Personal information
- Full name: Timothy Edward Coleman
- Born: 19 June 1971 (age 55) Wellingborough, Northamptonshire, England
- Batting: Right-handed
- Bowling: Right-arm off break

Domestic team information
- 1999, 2001: Northamptonshire Cricket Board

Career statistics
| Competition | LA |
| Matches | 4 |
| Runs scored | 214 |
| Batting average | 53.50 |
| 100s/50s | –/2 |
| Top score | 82 |
| Balls bowled | – |
| Wickets | – |
| Bowling average | – |
| 5 wickets in innings | – |
| 10 wickets in match | – |
| Best bowling | – |
| Catches/stumpings | –/– |
- Source: Cricinfo, 21 November 2010

= Tim Coleman (cricketer, born 1971) =

English cricketer

Timothy Edward Coleman (born 19 June 1971) is a former English cricketer. Coleman was a right-handed batsman and bowled right-arm off break. He was born in Wellingborough, Northamptonshire.

Coleman represented the Northamptonshire Cricket Board in List A cricket. His debut List A match came against Wiltshire in the 1999 NatWest Trophy. In 1999 and 2001, he represented the Board in 4 List A matches. Northamptonshire Board beat Yorkshire Cricket Board in the 2nd round of the 2001 Cheltenham & Gloucester Trophy Coleman scoring 82 runs and the Man of the Match award . He made a half century 68 in round 3 against Northamptonshire County Cricket Club . In his 4 List A matches, he scored 214 runs at a batting average of 53.50, with 2 half centuries and a high score of 82.

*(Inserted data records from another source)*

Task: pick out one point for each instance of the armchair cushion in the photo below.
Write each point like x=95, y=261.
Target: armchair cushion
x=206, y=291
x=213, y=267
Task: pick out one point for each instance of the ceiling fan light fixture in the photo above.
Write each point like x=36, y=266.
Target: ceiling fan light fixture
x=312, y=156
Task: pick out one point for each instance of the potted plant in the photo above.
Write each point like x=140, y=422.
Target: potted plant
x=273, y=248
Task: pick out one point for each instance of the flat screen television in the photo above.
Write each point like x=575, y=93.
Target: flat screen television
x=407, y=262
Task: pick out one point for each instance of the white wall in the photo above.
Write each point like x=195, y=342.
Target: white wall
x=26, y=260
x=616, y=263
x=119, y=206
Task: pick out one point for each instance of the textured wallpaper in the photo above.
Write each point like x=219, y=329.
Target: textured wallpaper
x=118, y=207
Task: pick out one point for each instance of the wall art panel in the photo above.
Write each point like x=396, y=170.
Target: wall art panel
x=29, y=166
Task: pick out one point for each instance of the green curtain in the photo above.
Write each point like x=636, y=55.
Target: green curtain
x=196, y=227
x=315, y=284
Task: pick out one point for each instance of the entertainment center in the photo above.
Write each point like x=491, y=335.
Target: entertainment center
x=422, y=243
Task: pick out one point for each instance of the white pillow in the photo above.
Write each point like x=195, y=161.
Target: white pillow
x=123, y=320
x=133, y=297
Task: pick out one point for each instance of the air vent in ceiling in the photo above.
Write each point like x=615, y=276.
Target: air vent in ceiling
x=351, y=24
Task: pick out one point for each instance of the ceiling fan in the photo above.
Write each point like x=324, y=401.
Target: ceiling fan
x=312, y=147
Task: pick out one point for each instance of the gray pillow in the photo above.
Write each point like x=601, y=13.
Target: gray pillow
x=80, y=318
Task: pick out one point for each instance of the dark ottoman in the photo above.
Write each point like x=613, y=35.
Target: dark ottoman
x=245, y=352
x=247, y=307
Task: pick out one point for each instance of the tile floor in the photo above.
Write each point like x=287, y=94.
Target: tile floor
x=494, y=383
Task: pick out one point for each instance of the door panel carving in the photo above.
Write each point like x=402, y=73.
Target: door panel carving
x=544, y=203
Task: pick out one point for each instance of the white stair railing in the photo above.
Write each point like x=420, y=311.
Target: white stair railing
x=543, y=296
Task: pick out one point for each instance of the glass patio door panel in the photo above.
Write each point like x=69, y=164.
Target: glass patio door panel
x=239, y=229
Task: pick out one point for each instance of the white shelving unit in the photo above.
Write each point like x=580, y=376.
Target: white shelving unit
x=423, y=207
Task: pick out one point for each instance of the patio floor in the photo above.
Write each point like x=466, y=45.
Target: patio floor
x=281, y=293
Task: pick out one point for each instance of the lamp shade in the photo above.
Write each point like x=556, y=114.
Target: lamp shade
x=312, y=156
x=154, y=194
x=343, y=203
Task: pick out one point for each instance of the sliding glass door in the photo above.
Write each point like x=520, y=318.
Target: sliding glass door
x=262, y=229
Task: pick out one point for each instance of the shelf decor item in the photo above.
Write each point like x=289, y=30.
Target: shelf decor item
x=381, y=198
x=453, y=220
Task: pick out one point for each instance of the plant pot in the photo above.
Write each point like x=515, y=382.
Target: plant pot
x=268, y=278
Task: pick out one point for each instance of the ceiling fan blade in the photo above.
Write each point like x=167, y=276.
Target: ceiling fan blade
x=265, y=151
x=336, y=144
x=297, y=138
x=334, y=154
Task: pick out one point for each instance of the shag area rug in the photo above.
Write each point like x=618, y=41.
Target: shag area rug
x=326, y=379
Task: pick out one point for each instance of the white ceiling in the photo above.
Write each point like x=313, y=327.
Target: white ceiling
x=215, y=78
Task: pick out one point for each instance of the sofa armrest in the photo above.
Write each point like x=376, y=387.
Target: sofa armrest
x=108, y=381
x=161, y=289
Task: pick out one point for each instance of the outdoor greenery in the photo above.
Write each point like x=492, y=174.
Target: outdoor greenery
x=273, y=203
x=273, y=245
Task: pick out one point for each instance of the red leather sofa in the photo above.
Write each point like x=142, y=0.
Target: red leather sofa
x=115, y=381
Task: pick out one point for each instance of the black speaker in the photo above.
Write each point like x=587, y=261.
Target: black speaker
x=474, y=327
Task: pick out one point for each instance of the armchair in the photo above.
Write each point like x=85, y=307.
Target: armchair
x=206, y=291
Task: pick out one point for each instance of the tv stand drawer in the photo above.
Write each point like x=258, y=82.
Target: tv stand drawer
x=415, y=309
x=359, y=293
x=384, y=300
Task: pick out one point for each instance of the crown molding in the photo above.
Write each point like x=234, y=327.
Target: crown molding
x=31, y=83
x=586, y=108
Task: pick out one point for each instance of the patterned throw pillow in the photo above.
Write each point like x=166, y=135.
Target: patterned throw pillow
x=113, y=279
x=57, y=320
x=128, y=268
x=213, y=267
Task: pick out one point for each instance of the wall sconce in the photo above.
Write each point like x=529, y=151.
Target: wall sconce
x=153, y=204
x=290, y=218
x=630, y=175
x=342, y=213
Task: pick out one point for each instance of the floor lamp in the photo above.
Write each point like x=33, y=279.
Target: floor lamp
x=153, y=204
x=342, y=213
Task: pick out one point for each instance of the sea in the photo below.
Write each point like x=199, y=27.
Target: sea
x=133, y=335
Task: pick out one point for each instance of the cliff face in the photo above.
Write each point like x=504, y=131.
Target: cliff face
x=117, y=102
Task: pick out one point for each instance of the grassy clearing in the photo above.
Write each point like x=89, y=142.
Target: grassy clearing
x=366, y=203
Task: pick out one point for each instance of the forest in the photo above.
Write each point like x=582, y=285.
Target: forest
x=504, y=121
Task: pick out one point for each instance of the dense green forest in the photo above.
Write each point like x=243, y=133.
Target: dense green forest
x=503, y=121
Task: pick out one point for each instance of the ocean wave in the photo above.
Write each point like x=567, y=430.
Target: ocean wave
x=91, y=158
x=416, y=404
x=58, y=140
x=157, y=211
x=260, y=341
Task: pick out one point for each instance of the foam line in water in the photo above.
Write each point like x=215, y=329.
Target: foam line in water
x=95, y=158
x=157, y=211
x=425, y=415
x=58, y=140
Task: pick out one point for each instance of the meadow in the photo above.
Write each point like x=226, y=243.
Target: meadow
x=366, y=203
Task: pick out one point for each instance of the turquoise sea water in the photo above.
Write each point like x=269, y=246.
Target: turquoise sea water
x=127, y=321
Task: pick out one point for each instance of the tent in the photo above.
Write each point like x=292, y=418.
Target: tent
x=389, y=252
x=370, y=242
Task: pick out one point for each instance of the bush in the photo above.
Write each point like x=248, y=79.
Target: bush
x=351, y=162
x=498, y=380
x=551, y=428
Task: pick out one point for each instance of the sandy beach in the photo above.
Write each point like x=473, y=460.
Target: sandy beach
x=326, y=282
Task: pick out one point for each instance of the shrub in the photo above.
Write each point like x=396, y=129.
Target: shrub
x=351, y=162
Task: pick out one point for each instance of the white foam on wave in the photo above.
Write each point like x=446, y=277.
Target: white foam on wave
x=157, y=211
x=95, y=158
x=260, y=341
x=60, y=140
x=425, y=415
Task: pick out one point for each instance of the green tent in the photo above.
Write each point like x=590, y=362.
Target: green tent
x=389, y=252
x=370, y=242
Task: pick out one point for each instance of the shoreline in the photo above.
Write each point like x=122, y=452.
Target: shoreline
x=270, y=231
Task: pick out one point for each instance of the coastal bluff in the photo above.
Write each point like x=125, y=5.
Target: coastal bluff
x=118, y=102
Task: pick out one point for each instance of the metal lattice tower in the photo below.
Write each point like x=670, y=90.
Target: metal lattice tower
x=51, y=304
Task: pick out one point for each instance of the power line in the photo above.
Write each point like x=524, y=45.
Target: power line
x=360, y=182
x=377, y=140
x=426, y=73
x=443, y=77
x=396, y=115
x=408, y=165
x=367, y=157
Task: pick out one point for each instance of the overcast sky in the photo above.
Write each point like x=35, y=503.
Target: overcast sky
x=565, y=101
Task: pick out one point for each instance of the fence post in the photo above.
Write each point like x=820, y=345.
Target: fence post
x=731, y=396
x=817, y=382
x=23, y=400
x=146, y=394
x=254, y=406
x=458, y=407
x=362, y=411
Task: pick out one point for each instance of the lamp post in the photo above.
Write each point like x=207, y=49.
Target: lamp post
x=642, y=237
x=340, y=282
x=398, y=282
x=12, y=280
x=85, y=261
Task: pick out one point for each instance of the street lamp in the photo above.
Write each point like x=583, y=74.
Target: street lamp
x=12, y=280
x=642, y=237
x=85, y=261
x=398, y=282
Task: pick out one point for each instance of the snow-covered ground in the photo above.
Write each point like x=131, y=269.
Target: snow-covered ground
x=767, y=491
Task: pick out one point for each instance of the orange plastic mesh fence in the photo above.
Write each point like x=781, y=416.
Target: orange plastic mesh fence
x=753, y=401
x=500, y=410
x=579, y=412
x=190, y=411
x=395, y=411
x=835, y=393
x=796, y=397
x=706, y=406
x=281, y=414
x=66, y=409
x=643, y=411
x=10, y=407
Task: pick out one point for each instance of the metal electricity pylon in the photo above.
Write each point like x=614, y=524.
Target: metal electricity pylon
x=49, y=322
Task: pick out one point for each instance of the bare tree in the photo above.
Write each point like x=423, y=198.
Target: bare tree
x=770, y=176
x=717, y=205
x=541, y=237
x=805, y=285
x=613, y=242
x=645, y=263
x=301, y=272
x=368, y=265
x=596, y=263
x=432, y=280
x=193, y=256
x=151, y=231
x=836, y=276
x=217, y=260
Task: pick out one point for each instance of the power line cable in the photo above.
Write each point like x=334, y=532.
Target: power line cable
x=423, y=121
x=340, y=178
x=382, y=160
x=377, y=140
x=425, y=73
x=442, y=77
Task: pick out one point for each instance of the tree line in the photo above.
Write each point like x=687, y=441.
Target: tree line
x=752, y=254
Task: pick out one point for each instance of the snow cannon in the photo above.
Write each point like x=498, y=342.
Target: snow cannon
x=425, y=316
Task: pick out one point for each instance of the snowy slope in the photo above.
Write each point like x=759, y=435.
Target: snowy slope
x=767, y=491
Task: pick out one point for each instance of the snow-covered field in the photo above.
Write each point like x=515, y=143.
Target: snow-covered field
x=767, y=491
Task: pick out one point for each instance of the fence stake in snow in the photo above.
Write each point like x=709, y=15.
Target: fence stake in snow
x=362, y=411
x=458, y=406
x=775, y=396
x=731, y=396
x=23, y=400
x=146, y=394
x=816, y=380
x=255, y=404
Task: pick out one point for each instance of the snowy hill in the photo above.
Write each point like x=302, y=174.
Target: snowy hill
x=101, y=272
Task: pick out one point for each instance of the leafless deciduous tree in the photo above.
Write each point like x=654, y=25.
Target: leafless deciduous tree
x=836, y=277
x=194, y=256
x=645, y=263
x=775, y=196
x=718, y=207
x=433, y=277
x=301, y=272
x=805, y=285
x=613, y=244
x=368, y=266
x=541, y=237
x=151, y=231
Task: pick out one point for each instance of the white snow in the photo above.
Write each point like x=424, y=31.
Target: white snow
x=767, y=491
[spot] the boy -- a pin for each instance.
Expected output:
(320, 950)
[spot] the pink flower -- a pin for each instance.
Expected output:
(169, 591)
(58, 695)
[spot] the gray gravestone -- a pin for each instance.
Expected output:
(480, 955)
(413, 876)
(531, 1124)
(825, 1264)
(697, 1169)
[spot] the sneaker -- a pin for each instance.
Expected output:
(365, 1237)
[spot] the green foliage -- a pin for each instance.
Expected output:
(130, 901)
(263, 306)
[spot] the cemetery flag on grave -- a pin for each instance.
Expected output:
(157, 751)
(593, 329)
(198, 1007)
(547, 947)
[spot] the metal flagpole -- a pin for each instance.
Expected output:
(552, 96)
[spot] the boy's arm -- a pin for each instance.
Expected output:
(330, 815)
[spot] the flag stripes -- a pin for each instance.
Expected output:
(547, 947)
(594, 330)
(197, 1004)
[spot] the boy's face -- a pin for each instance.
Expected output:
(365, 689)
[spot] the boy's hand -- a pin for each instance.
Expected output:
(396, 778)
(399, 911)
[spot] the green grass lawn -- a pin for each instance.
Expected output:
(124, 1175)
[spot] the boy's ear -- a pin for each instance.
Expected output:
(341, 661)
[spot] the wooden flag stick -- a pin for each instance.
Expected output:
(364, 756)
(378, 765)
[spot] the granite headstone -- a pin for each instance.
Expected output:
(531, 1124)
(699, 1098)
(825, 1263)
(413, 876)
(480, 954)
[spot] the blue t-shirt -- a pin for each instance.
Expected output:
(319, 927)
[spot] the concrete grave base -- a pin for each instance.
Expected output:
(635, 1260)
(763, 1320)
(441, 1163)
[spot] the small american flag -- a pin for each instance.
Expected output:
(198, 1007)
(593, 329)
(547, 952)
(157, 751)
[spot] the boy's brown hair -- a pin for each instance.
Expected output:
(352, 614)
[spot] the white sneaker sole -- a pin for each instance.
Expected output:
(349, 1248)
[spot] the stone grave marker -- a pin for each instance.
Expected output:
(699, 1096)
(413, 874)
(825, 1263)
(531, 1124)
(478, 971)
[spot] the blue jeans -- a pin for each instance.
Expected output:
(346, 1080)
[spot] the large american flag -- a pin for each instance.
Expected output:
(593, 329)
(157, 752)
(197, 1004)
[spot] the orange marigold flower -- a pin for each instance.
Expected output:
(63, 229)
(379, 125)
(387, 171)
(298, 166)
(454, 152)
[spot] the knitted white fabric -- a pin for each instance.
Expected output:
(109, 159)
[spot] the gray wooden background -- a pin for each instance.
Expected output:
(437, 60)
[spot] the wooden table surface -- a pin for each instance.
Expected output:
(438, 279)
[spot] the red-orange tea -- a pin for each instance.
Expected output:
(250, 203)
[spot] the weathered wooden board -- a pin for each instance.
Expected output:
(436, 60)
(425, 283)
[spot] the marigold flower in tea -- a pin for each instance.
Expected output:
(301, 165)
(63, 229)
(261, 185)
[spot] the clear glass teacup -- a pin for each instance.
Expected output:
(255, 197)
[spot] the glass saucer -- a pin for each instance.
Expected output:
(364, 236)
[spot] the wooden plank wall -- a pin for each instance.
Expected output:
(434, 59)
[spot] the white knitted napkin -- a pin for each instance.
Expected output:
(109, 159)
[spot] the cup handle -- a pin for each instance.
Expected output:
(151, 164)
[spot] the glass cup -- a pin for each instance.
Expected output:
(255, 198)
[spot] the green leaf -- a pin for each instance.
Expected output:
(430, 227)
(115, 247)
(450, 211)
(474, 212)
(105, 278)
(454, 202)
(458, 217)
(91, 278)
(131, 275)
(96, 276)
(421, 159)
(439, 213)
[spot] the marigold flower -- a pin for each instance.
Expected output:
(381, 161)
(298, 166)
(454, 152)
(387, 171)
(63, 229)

Coleman also played MCCA Knockout Trophy cricket for Cambridgeshire, making his debut for the county against Norfolk and playing 3 further Trophy matches in the 2000 season.

He played league cricket for Finedon Dolben(6) and Wellingborough Town(1) with 7 Premier league titles . He made 35 Northamptonshire league Centuries, 21 of which were in the Premier Division.

Coleman also had 24 Caps playing 8 a side Indoor cricket for England 1991–1998. Playing in 2 world Cups, with the England Team he toured Australia twice, South Africa twice and New Zealand once.